When your children move from your home to your ex's or back again, things can be stressful. Every custody exchange can be a big adjustment for them, and they are counting on you to help them through it.
Here are several ways that you can take the stress out of transitions:
Avoid difficult conversations with your ex
One of the most important things to remember in these times is that you shouldn't try to discuss difficult matters with your ex. The transition between parents should be low-key and as pleasant as possible for the kids. Trying to force your ex to talk to you about contentious matters can quickly change the situation into a negative one.
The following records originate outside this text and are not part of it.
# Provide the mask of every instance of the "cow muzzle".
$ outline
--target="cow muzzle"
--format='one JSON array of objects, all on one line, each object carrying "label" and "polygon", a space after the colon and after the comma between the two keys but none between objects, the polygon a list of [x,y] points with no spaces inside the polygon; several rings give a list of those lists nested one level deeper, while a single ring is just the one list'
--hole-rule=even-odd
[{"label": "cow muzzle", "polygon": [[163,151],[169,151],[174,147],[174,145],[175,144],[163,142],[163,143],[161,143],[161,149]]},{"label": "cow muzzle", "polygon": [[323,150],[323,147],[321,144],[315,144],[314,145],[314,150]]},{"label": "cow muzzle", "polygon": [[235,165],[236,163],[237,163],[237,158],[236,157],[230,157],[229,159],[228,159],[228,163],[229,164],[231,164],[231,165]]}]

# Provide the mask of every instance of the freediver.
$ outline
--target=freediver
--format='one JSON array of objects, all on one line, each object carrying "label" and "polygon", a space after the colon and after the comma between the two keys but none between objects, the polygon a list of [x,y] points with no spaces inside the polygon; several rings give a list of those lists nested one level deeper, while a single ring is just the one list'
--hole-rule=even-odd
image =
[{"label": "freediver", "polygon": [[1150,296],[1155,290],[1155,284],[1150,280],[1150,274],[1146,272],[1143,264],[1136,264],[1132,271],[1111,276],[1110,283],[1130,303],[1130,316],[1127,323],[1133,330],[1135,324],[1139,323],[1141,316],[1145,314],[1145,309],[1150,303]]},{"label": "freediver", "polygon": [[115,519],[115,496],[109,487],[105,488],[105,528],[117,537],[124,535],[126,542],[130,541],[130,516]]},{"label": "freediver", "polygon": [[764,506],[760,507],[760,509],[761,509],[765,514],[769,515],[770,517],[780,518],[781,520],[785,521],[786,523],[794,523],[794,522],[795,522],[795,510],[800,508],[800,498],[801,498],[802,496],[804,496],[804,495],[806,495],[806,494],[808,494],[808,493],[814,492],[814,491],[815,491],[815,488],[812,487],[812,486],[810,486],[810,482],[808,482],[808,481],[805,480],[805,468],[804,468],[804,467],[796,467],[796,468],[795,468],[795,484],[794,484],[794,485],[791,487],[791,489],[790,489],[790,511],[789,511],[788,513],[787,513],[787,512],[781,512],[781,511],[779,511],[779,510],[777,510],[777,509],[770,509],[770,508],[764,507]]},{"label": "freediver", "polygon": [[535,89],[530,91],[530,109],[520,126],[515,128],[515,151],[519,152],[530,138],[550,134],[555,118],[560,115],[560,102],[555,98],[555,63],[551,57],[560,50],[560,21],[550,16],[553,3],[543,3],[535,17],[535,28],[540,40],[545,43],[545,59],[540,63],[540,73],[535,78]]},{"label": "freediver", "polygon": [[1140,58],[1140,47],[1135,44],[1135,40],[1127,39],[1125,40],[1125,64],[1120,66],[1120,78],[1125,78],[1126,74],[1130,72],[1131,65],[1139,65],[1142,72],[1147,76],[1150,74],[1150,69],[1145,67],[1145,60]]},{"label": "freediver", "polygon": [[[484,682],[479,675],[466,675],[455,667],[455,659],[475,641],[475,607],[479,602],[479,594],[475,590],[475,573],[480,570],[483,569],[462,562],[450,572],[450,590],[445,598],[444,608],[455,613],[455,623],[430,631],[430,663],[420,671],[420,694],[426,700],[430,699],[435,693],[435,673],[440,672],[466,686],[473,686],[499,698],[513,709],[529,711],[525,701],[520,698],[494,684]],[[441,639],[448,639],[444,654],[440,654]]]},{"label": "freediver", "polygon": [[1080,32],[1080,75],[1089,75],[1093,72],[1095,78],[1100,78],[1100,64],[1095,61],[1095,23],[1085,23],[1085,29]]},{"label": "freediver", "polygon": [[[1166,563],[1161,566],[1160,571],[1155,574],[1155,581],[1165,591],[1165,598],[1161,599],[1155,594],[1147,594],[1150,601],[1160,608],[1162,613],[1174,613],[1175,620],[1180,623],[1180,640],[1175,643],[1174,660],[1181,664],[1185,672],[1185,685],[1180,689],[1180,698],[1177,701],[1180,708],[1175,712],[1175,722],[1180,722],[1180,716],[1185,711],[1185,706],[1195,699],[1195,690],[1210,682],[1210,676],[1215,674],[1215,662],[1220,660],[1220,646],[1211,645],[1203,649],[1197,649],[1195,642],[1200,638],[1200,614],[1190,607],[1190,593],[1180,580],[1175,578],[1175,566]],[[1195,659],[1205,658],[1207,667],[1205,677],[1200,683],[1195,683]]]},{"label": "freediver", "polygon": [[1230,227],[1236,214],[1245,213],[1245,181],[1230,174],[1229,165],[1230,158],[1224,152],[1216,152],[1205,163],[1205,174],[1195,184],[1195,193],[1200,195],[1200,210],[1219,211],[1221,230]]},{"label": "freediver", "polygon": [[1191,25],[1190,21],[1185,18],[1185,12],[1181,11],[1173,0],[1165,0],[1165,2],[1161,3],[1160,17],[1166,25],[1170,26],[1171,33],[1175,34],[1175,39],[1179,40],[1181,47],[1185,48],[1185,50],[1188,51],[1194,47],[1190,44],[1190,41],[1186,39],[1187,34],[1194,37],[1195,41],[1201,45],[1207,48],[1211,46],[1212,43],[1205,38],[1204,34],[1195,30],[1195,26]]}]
Establish a routine way of handling the exchange
Another thing to remember is that how you change custody of the children matters. Older children might not care whether they are dropped off or picked up, but younger children might need to have a consistent arrangement. Typically, it is better for the parent who has the child to drop them off to the other parent. This lets the child adjust to the change that's coming on the way there.
Be conscious of your child's feelings of loss
Once you have your child at your home, pay close attention to what they are doing. Give them time to settle in, but don't allow them to brazenly break the rules. You might notice that they seem to miss their absent parent. You might suggest a phone call so that the kids can talk to the absent parent for a bit to ease their sense of loss.
Ideally, the terms of your custody exchanges should be covered in your parenting plan. That way, both you and your ex-spouse know what is expected -- which, in turn, can make it easier to help your children through the process. If custody exchanges seem to be constantly fraught with difficulty, it may be time to seek your attorney's advice about your rights and option.